ComponenteRansomware Yurei, derivado do projeto aberto Prince-Ransomware e implementado em Go.
VetorComprometimento prévio do ambiente seguido de execução do binário, enumeração de unidades locais e de rede e criptografia concorrente por unidade.
ImpactoCriptografia de arquivos com extensão .Yurei, extorsão por ameaça de vazamento de dados e negociação por página .onion com token de acesso.
PrioridadePreservar evidências, isolar hosts afetados, verificar VSS, validar restauração por cópias de sombra e investigar exfiltração antes de reconectar sistemas.
ArtefatosNota _README_Yurei.txt, extensão .Yurei, separador || no conteúdo criptografado, módulos filewalker, encryption e configuration, caminho local D:\satanlockv2\* em amostras analisadas.
CriptografiaUso de ChaCha20 por arquivo, com chave e nonce aleatórios protegidos por ECIES usando chave pública do operador.
Limitação técnicaAusência de rotina para excluir Shadow Copies do Windows, o que pode permitir recuperação parcial quando VSS está habilitado e íntegro.
AtribuiçãoIndícios operacionais apontam para possível origem no Marrocos, mas a confiança é baixa e não há confirmação suficiente para atribuição conclusiva.
Resumo técnico

Yurei é uma operação recente de ransomware que combina criptografia de arquivos com pressão por vazamento de dados. O grupo apareceu com uma vítima inicial no setor de fabricação de alimentos no Sri Lanka e, nos primeiros dias de atividade observada, adicionou organizações na Índia e na Nigéria ao seu site de vazamento. O modelo segue a lógica de dupla extorsão: primeiro o ambiente é comprometido e os arquivos são cifrados; depois, os operadores usam uma página em rede de anonimato para negociar pagamento, suposta descriptografia e não publicação de informações corporativas copiadas durante a intrusão.

A amostra descrita no material técnico é escrita em Go e preserva símbolos, nomes de módulos e funções no binário final. Esse detalhe reduz a dificuldade de engenharia reversa e expõe que a base de código vem majoritariamente do Prince-Ransomware, um projeto de ransomware disponibilizado publicamente e depois reaproveitado por outros operadores. Os nomes filewalker, encryption e configuration permanecem alinhados ao projeto original, e a lógica de alteração de papel de parede também mantém estrutura compatível com essa linhagem. A diferença mais relevante observada é operacional: Yurei altera a enumeração e criptografia de unidades para usar goroutines, permitindo processar drives em paralelo, e adiciona uma rotina para monitorar novas unidades de rede após a fase inicial de criptografia.

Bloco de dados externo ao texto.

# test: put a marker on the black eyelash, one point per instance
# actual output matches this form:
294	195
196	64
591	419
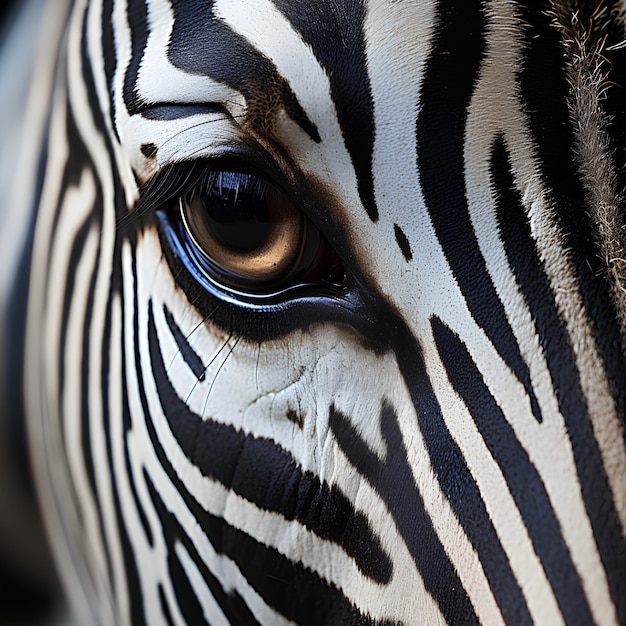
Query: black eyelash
172	182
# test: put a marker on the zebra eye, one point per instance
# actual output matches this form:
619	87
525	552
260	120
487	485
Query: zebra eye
248	236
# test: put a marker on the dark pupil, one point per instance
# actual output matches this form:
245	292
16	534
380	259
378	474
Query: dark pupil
236	210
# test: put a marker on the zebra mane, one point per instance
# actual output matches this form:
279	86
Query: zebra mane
589	38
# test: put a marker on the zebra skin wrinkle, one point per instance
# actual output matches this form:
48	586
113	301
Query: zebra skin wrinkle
315	312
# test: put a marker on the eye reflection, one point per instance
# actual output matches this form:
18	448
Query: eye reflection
248	229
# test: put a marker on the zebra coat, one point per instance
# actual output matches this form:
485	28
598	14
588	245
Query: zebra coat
323	308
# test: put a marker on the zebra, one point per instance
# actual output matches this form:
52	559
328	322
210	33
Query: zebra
319	308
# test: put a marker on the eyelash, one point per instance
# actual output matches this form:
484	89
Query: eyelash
187	205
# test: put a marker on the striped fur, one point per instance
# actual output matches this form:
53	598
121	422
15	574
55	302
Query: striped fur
442	441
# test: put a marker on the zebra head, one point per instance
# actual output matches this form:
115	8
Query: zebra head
326	320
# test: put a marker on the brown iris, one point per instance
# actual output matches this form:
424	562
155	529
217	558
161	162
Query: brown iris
247	228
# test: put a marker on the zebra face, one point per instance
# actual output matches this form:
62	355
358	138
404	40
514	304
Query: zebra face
334	326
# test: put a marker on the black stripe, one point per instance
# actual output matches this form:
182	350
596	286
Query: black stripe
137	13
446	92
290	588
456	480
162	601
523	480
128	424
202	44
525	262
264	473
186	599
393	480
334	31
109	58
191	358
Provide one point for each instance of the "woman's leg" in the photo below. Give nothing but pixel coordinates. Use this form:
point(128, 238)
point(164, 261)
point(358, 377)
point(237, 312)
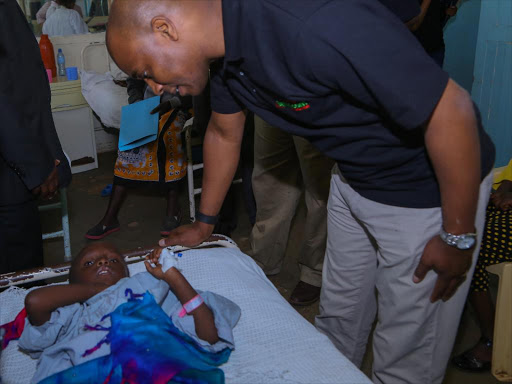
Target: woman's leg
point(173, 208)
point(109, 223)
point(115, 203)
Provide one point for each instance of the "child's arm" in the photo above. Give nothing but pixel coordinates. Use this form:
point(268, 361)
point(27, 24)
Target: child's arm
point(179, 285)
point(502, 197)
point(41, 302)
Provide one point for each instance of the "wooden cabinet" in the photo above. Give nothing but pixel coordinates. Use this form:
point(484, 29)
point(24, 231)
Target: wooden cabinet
point(74, 124)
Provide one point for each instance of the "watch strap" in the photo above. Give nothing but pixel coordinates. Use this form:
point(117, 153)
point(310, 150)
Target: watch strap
point(190, 305)
point(453, 240)
point(207, 219)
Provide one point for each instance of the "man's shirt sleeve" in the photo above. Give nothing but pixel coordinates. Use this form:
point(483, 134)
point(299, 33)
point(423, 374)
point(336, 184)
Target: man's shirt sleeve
point(222, 100)
point(371, 58)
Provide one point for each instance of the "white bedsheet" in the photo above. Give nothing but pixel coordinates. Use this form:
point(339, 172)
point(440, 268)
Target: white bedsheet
point(274, 343)
point(104, 97)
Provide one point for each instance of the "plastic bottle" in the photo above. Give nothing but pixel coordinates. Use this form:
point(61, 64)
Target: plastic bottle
point(61, 63)
point(48, 54)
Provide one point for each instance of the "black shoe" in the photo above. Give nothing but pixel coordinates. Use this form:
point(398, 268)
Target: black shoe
point(304, 294)
point(169, 223)
point(99, 231)
point(468, 362)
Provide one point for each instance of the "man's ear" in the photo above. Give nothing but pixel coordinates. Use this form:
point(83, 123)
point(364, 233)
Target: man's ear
point(164, 26)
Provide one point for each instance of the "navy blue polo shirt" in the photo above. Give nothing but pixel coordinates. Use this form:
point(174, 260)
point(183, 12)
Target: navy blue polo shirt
point(348, 76)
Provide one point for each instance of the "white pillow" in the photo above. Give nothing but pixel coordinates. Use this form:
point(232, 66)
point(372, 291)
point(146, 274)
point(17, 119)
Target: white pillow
point(273, 342)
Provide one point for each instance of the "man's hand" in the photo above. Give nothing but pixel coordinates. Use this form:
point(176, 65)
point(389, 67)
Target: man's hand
point(450, 264)
point(188, 235)
point(502, 197)
point(48, 189)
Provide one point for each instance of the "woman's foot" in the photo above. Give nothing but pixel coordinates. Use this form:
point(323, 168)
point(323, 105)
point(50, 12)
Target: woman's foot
point(476, 359)
point(99, 231)
point(169, 223)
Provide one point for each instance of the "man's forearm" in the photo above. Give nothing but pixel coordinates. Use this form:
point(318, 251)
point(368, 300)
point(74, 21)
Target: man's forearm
point(221, 152)
point(453, 145)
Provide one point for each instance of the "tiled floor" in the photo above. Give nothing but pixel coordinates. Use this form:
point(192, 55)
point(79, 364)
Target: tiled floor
point(140, 224)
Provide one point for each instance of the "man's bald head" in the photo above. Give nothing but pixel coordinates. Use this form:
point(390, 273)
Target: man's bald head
point(169, 43)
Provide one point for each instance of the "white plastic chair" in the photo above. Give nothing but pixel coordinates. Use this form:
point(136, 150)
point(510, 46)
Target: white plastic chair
point(63, 206)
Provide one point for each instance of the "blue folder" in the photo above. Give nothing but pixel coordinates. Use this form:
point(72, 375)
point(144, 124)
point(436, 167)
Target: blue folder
point(138, 126)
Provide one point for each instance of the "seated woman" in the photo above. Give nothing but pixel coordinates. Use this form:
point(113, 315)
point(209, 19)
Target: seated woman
point(496, 248)
point(42, 13)
point(63, 20)
point(151, 327)
point(159, 164)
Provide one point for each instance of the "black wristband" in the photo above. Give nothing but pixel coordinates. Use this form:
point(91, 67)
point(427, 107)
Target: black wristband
point(206, 219)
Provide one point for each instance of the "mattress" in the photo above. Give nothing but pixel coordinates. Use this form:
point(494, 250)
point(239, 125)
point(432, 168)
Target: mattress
point(273, 342)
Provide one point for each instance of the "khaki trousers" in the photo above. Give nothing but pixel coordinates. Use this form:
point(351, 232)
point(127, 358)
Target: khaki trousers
point(375, 247)
point(284, 167)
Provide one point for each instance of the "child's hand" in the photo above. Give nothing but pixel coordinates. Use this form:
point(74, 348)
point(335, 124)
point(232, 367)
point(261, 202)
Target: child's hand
point(153, 258)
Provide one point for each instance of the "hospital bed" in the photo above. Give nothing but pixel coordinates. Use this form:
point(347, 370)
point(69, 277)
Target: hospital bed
point(273, 342)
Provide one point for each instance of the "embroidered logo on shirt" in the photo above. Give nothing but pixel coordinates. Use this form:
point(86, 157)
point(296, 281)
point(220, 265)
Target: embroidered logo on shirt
point(301, 106)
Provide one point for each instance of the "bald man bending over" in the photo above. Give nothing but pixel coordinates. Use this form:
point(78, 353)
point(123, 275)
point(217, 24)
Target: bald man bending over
point(408, 194)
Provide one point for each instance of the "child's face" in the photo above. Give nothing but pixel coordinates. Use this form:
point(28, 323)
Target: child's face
point(99, 263)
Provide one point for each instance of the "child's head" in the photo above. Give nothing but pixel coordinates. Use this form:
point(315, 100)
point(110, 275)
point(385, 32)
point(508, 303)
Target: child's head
point(98, 263)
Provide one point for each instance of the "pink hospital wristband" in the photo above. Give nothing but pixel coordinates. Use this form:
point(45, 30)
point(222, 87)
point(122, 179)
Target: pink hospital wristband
point(190, 305)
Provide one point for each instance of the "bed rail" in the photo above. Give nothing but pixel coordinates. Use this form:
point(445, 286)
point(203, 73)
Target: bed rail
point(131, 256)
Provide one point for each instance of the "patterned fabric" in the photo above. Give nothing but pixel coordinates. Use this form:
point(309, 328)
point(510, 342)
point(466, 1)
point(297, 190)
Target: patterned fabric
point(497, 237)
point(506, 174)
point(142, 163)
point(496, 245)
point(147, 348)
point(13, 329)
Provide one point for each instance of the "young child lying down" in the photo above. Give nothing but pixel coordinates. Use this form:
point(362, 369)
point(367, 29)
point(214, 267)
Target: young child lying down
point(106, 327)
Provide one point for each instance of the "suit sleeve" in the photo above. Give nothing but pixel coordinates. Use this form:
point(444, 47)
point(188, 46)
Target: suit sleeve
point(28, 140)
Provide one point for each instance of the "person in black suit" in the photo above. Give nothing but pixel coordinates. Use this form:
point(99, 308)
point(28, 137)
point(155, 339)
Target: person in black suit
point(32, 163)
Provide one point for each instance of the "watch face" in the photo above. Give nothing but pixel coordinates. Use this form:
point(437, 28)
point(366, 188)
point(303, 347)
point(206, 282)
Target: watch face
point(466, 242)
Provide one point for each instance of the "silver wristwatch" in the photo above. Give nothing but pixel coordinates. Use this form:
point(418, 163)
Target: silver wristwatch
point(464, 241)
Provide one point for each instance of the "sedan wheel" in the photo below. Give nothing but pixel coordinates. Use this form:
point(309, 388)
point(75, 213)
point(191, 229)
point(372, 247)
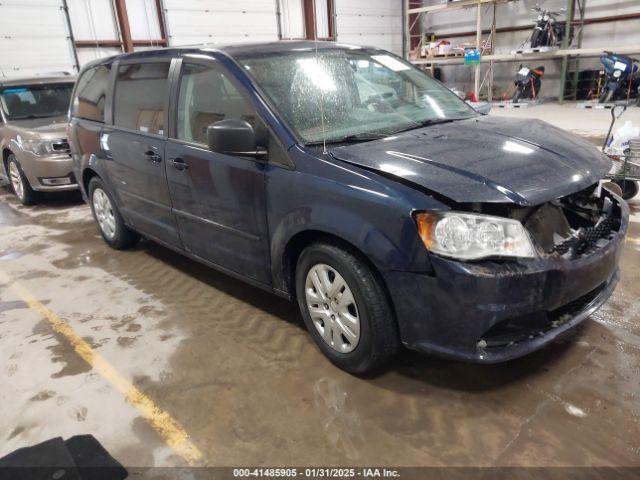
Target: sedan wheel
point(16, 180)
point(332, 308)
point(104, 213)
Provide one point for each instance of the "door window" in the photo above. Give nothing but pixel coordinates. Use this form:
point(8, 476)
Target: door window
point(207, 96)
point(141, 97)
point(91, 93)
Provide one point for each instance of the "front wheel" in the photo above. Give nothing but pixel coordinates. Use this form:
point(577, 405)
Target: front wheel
point(110, 222)
point(19, 182)
point(629, 188)
point(345, 309)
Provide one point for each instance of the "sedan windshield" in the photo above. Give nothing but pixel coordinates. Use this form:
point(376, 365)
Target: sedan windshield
point(36, 101)
point(341, 95)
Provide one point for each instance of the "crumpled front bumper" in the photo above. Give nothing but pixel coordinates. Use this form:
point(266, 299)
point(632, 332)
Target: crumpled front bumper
point(453, 311)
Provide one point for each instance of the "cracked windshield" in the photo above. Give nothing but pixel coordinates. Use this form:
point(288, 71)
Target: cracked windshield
point(344, 96)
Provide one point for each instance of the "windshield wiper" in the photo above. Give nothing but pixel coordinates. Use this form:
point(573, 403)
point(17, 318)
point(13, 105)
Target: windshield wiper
point(358, 137)
point(431, 121)
point(31, 117)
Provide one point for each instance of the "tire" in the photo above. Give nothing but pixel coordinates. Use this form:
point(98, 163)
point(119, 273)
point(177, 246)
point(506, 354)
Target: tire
point(535, 38)
point(106, 214)
point(606, 96)
point(377, 339)
point(19, 182)
point(629, 188)
point(517, 95)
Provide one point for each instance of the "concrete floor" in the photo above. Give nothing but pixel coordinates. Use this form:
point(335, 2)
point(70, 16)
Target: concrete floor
point(234, 368)
point(589, 123)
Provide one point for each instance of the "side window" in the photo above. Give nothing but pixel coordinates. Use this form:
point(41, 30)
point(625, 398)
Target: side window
point(207, 96)
point(141, 97)
point(91, 93)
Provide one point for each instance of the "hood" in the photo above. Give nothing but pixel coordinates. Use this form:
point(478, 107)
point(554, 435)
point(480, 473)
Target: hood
point(486, 159)
point(45, 128)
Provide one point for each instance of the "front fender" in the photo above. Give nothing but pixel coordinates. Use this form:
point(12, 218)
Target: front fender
point(370, 212)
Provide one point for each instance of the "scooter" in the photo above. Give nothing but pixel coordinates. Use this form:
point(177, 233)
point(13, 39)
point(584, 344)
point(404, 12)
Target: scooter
point(547, 32)
point(621, 79)
point(528, 83)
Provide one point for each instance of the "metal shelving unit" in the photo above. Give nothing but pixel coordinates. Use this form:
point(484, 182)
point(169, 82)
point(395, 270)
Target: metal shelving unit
point(568, 53)
point(447, 7)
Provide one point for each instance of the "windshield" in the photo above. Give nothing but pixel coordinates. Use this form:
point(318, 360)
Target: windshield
point(37, 101)
point(348, 93)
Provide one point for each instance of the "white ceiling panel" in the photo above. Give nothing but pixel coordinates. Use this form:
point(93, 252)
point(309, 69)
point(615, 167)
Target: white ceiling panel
point(220, 21)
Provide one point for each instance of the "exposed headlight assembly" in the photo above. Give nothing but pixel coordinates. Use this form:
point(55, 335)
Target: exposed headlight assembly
point(39, 147)
point(469, 236)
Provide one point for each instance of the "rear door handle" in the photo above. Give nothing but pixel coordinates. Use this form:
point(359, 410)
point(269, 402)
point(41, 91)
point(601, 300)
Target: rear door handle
point(179, 164)
point(152, 156)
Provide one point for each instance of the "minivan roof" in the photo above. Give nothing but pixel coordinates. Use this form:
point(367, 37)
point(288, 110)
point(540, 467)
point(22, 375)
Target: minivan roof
point(236, 50)
point(14, 82)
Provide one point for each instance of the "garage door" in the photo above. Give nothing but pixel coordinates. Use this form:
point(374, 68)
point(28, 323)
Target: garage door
point(34, 38)
point(220, 21)
point(376, 23)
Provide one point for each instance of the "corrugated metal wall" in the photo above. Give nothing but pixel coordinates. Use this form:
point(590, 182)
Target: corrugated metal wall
point(220, 21)
point(375, 23)
point(35, 35)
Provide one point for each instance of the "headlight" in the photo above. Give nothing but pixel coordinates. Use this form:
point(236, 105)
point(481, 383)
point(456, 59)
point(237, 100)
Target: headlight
point(39, 147)
point(469, 236)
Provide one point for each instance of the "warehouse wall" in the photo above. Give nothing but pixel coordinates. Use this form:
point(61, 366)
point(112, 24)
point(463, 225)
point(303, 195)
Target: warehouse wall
point(519, 13)
point(36, 38)
point(370, 22)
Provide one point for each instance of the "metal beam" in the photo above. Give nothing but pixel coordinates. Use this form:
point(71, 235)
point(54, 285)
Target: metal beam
point(454, 6)
point(565, 44)
point(522, 28)
point(123, 21)
point(577, 52)
point(309, 19)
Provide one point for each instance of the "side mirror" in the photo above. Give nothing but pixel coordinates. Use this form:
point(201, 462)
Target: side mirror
point(481, 107)
point(234, 137)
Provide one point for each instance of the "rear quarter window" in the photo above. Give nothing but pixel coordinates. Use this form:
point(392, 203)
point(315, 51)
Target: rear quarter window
point(90, 95)
point(141, 97)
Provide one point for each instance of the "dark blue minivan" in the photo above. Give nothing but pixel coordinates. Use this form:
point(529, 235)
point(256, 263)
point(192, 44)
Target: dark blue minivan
point(350, 181)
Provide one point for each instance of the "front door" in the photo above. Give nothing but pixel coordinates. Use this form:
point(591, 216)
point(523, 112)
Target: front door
point(136, 147)
point(218, 200)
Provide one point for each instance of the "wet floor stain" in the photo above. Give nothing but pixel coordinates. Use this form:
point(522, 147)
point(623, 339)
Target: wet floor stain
point(6, 306)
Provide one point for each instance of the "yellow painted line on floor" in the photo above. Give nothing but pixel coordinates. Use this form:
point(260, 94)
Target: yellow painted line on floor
point(166, 426)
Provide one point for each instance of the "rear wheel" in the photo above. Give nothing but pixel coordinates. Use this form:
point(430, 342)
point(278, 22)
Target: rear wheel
point(345, 308)
point(110, 222)
point(19, 182)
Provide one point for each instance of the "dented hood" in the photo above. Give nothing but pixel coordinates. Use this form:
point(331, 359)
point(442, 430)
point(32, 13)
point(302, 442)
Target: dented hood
point(486, 159)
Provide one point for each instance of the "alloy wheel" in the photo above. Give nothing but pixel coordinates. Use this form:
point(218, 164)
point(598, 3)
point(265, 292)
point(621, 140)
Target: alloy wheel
point(332, 308)
point(104, 213)
point(16, 180)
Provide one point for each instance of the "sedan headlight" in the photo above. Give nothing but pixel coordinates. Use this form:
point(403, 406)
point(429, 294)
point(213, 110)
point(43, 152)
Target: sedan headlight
point(39, 147)
point(469, 236)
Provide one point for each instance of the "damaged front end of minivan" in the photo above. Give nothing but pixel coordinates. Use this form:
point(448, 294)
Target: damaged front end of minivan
point(508, 307)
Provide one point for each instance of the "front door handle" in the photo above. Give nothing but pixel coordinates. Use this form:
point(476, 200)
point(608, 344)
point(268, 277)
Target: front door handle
point(152, 156)
point(179, 164)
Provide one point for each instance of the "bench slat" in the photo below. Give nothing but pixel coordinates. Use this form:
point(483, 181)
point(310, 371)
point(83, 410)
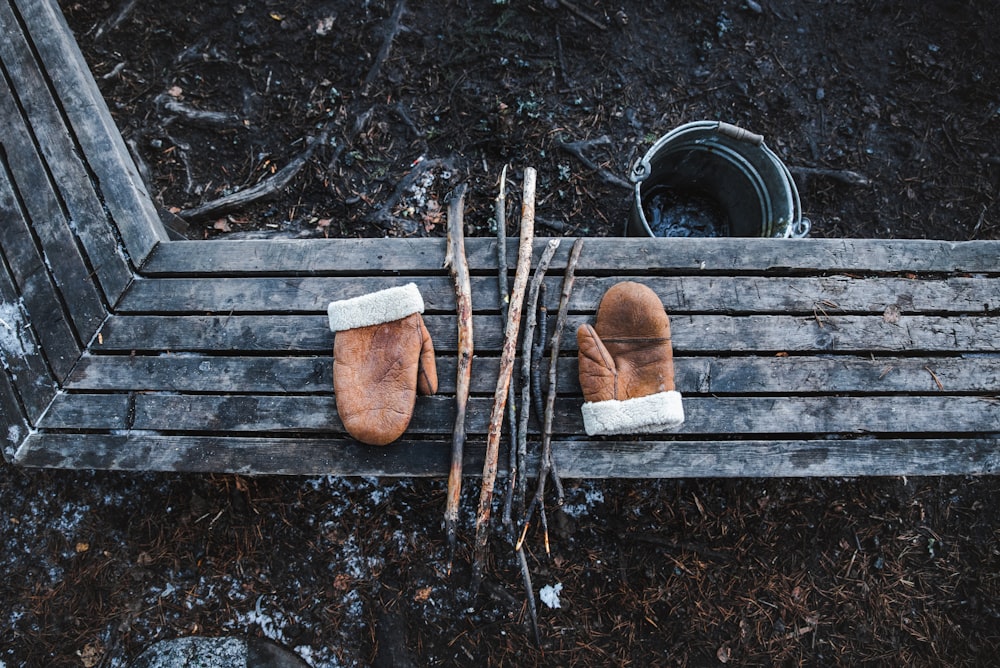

A operação expõe dois riscos distintos. O primeiro é técnico e imediato: perda de disponibilidade por criptografia de arquivos em estáções e servidores alcançados pelo malware. O segundo é de confidencialidade: mesmo quando há possibilidade de recuperação por cópias de sombra ou backups, a ameaça de publicação de dados pode sustentar a extorsão. Por isso, a resposta não deve se limitar a restaurar arquivos; é necessário determinar o caminho de intrusão, validar se houve exfiltração, revisar credenciais usadas no ambiente comprometido e preservar artefatos antes de qualquer limpeza agressiva.

Fluxo técnico

O binário percorre unidades disponíveis, seleciona arquivos para criptografia e grava o resultado com a extensão .Yurei. Para cada arquivo, a rotina gera uma chave ChaCha20 e um nonce aleatórios, cifra o conteúdo e protege esses parâmetros por ECIES com a chave pública controlada pelo operador. O arquivo final armazena a chave cifrada, o nonce cifrado e o conteúdo cifrado separados por ||. Esse formato é útil para hunting em disco porque cria um padrão estrutural além da extensão, embora a presença isolada de || não seja suficiente para confirmar infecção sem correlação com nome de arquivo, nota de resgate, execução do processo e alterações em massa.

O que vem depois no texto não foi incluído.